Observability is one of the most dynamic and competitive sectors in the IT industry and it is no surprise that vendors have begun to incorporate AI features into their platforms. It goes without saying that AI is a broad term and is used in different ways - it is generally used to cover both machine learning as well as generative AI. In this article we will briefly survey a number of leading platforms and products in the observability market and look at some of the ways they have incorporated AI capabilities into their products.
IBM has a long and illustrious track record in the fields of AI and Machine Learning - including the 1997 victory of Deep Blue over chess grandmaster Gary Kasparov and IBM Watson’s winning turn on the US TV quiz Jeopardy in 2011. Watson has now been superseded by WatsonX, and this is the engine which powers the Intelligent Remediation feature in IBM’s Instana observability platform. Intelligent Remediation is a preview technology which continuously monitors a system for faults and anomalies. As well as drawing upon system telemetry, it also uses expert knowledge for causal analysis and then suggests remediations. The remediations can be implemented using pre-built actions selected from a catalogue. As well as the Remediation feature, Instana also has AI-driven capabilities for summarising, diagnostics and making recommendations.
Logz.Io is a popular full-stack observability platform built on top of open source technologies such as OpenSearch, Prometheus and Jaeger. Whilst their platform has been equipped with AI tooling for some time, the company are circumspect in not overplaying the current capabilities of AI. Whilst they recognise that AI can assist in areas such as reducing noise and summarising incidents, they do not make any claims in terms of causal analysis or remediation. You can learn more on the company’s AI posture from this really illuminating webinar.
The Logz.Io platform ships with an Observability IQ Assistant, which harnesses AI to support natural language querying and chat-based analytics on your telemetry data. The most powerful AI feature in the Logz.Io platform though, is probably the Anomaly Detection tooling that is integrated into the App 360 module. One problem with anomaly detection is that it is not business-aware, and, if not applied carefully, it may end up creating yet more alert fatigue. To combat this, Logz.io Anomaly Detection allows users to target critical services and take a more SLO-driven approach.
The ELK Stack has been at the forefront of the log aggregation and analytics space for many years. Despite controversies over licensing, Elastic is still a hugely popular and influential product. Highly powerful search capabilities are at the core of its product offering and it is no surprise that this is a domain where Elastic seeks to differentiate itself from other platforms in terms of its AI tooling. It seems though, that Elastic’s ambitions extend far beyond log searching and it is positioning itself as a first-choice platform for advanced corporate data analytics.

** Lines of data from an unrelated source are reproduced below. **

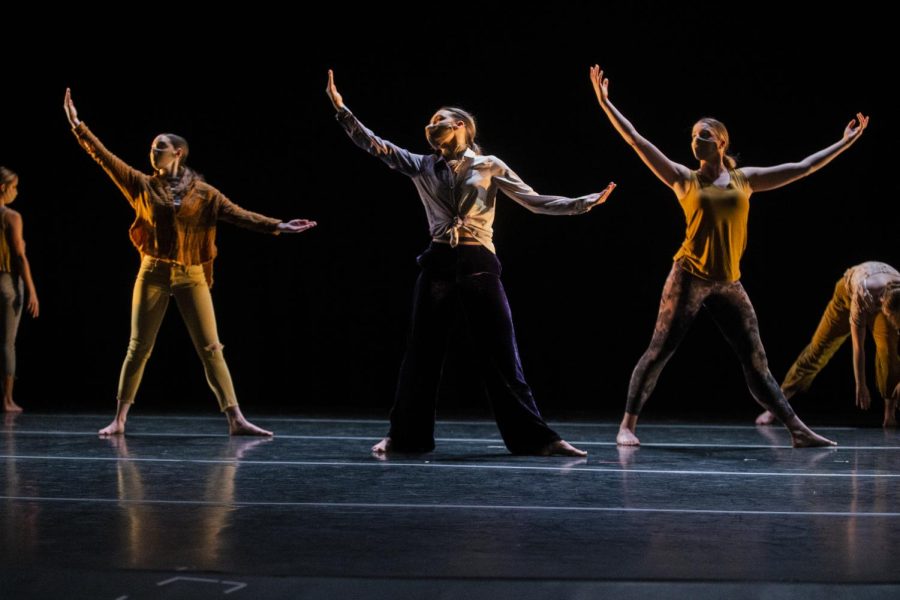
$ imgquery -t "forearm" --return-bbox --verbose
[336,107,422,176]
[219,196,281,235]
[600,100,643,148]
[72,121,140,204]
[785,138,859,183]
[851,326,866,389]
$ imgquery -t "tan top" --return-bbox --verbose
[72,121,281,286]
[675,169,752,281]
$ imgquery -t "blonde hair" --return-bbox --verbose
[695,117,737,169]
[881,281,900,325]
[438,106,481,154]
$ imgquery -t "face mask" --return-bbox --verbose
[425,125,455,150]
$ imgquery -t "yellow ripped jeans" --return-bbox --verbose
[118,256,237,411]
[781,278,900,399]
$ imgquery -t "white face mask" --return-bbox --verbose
[425,124,456,150]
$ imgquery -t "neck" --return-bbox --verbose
[700,156,726,179]
[441,139,469,160]
[157,163,182,178]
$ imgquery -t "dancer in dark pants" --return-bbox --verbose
[591,65,869,447]
[0,167,40,413]
[326,71,615,456]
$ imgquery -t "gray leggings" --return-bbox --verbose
[625,262,794,423]
[0,272,25,375]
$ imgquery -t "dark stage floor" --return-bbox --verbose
[0,414,900,600]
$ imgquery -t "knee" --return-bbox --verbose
[747,350,769,373]
[200,341,225,360]
[128,338,153,360]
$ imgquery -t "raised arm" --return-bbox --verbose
[591,65,691,195]
[325,69,425,177]
[741,113,869,192]
[4,209,40,317]
[493,160,616,215]
[63,88,147,206]
[214,190,316,235]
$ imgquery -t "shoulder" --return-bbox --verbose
[472,154,502,171]
[0,206,22,225]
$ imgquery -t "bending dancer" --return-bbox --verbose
[326,71,615,456]
[0,167,40,413]
[591,65,869,447]
[64,89,315,435]
[756,261,900,427]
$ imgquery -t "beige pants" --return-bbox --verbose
[118,256,237,411]
[781,278,900,399]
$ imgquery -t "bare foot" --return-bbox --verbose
[3,400,22,412]
[372,437,391,455]
[97,419,125,435]
[616,427,641,446]
[756,411,775,425]
[616,445,639,467]
[791,427,837,448]
[228,419,275,436]
[538,440,587,457]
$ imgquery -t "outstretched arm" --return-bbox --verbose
[63,88,146,206]
[591,65,691,195]
[215,195,316,235]
[741,113,869,192]
[4,210,40,317]
[325,69,425,177]
[493,159,616,215]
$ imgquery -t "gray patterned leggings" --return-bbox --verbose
[625,262,794,423]
[0,271,24,375]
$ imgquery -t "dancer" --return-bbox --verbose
[64,89,316,435]
[756,261,900,427]
[326,71,615,456]
[0,167,40,413]
[590,65,869,447]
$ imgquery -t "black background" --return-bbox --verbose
[0,2,900,424]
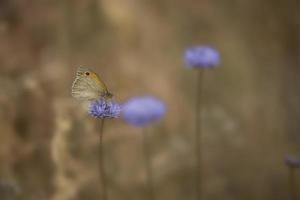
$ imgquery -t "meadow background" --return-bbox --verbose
[0,0,300,200]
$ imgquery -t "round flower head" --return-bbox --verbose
[122,96,166,126]
[89,99,121,118]
[285,155,300,168]
[184,46,220,68]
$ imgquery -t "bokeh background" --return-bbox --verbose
[0,0,300,200]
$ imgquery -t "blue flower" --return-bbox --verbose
[285,155,300,168]
[122,96,166,126]
[89,99,121,118]
[184,46,220,68]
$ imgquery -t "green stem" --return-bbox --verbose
[195,69,204,200]
[99,119,107,200]
[289,167,297,200]
[143,128,155,200]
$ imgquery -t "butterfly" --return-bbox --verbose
[72,67,113,101]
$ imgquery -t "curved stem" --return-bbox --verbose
[195,69,204,200]
[98,119,107,200]
[289,167,297,200]
[143,128,155,200]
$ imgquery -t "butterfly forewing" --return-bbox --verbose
[72,67,109,100]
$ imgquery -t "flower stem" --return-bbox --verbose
[289,167,297,200]
[99,119,107,200]
[142,128,155,200]
[195,70,204,200]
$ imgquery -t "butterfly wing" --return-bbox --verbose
[72,67,109,100]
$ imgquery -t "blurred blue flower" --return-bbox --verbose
[122,96,166,126]
[285,155,300,168]
[89,99,121,118]
[184,46,220,68]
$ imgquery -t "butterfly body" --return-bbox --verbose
[72,67,112,101]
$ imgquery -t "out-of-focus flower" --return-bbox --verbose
[285,155,300,168]
[184,45,220,68]
[89,99,121,118]
[122,96,166,126]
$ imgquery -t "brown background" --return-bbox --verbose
[0,0,300,200]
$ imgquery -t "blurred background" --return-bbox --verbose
[0,0,300,200]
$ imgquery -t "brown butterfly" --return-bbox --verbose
[72,67,113,101]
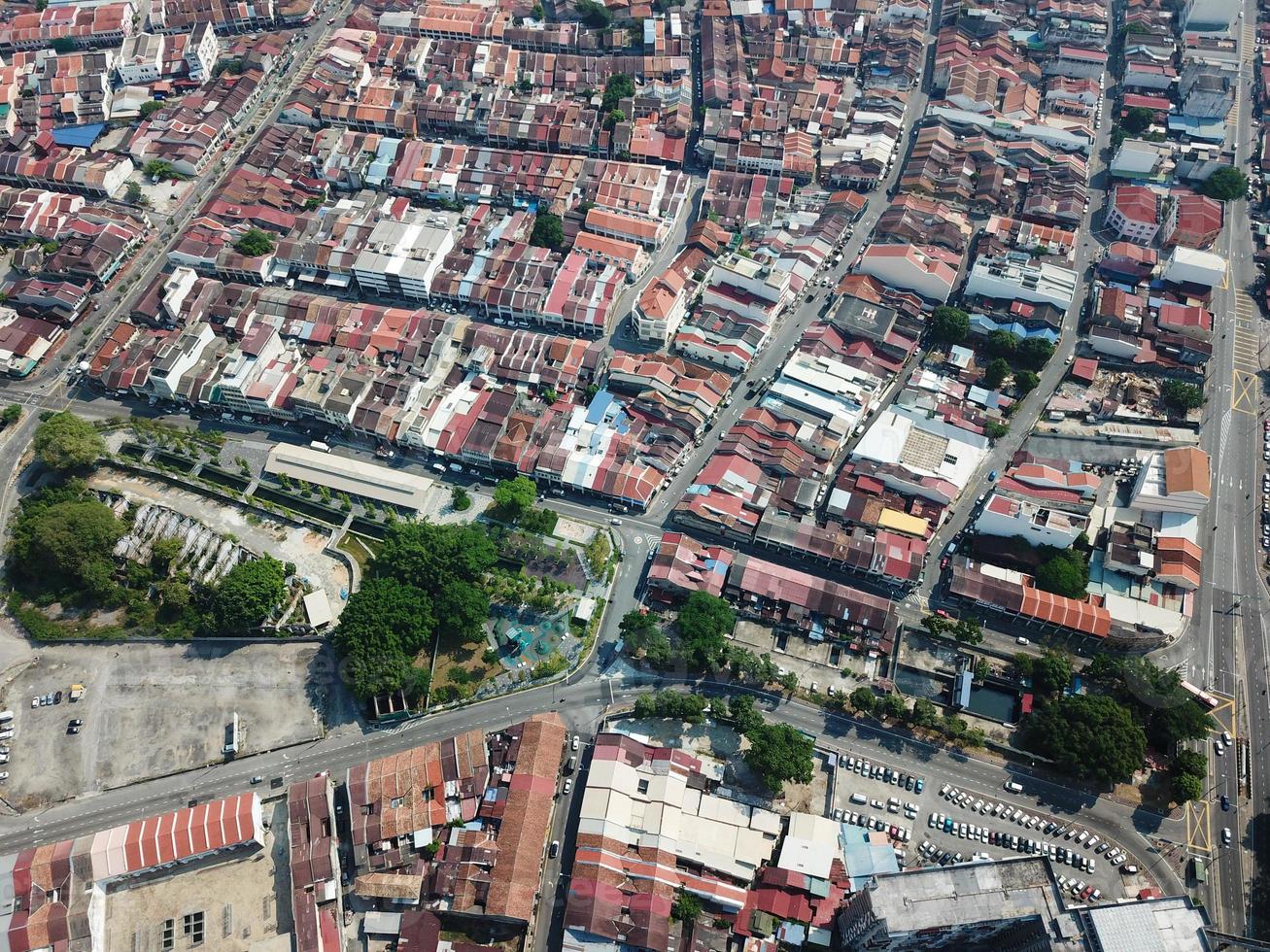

The centrepiece of this vision is the Search AI Lake, which incorporates RAG, search and security functions and is built on a cloud-native architecture. The company claims that this enables search over vast volumes of data at high speed and low cost. A quick glance at Elastic's latest financial report really highlights the strategic importance of AI to the company. Pretty much every item listed in the Product Innovations and Updates section is AI-related. Search is obviously an area with great potential for AI and other vendors such as AWS have also incorporated AI into their search functionality. At the moment, this technology is still at the experimental stage, but when it matures natural language search over telemetry data will be a huge win for making observability systems accessible and of value across the enterprise.
The AI revolution poses a two-fold challenge for observability vendors. As well as harnessing AI to create more powerful systems, they also need to extend their functional scope to provide insights into the LLM functionality that customers are building into their systems. New Relic were the first major vendor to add LLM monitoring to their stack - although Datadog and Elastic have now followed suit. The New Relic AI monitoring product will check for “bias, toxicity, and hallucinations“ as well as identifying processing bottlenecks and scanning for potential vulnerabilities. As well as the usual APM signals, the tool also captures AI-specific metrics such as response quality and token counts. Sending data to LLM's can obviously represent a potential security issue, so the system also includes safeguards for protecting sensitive data.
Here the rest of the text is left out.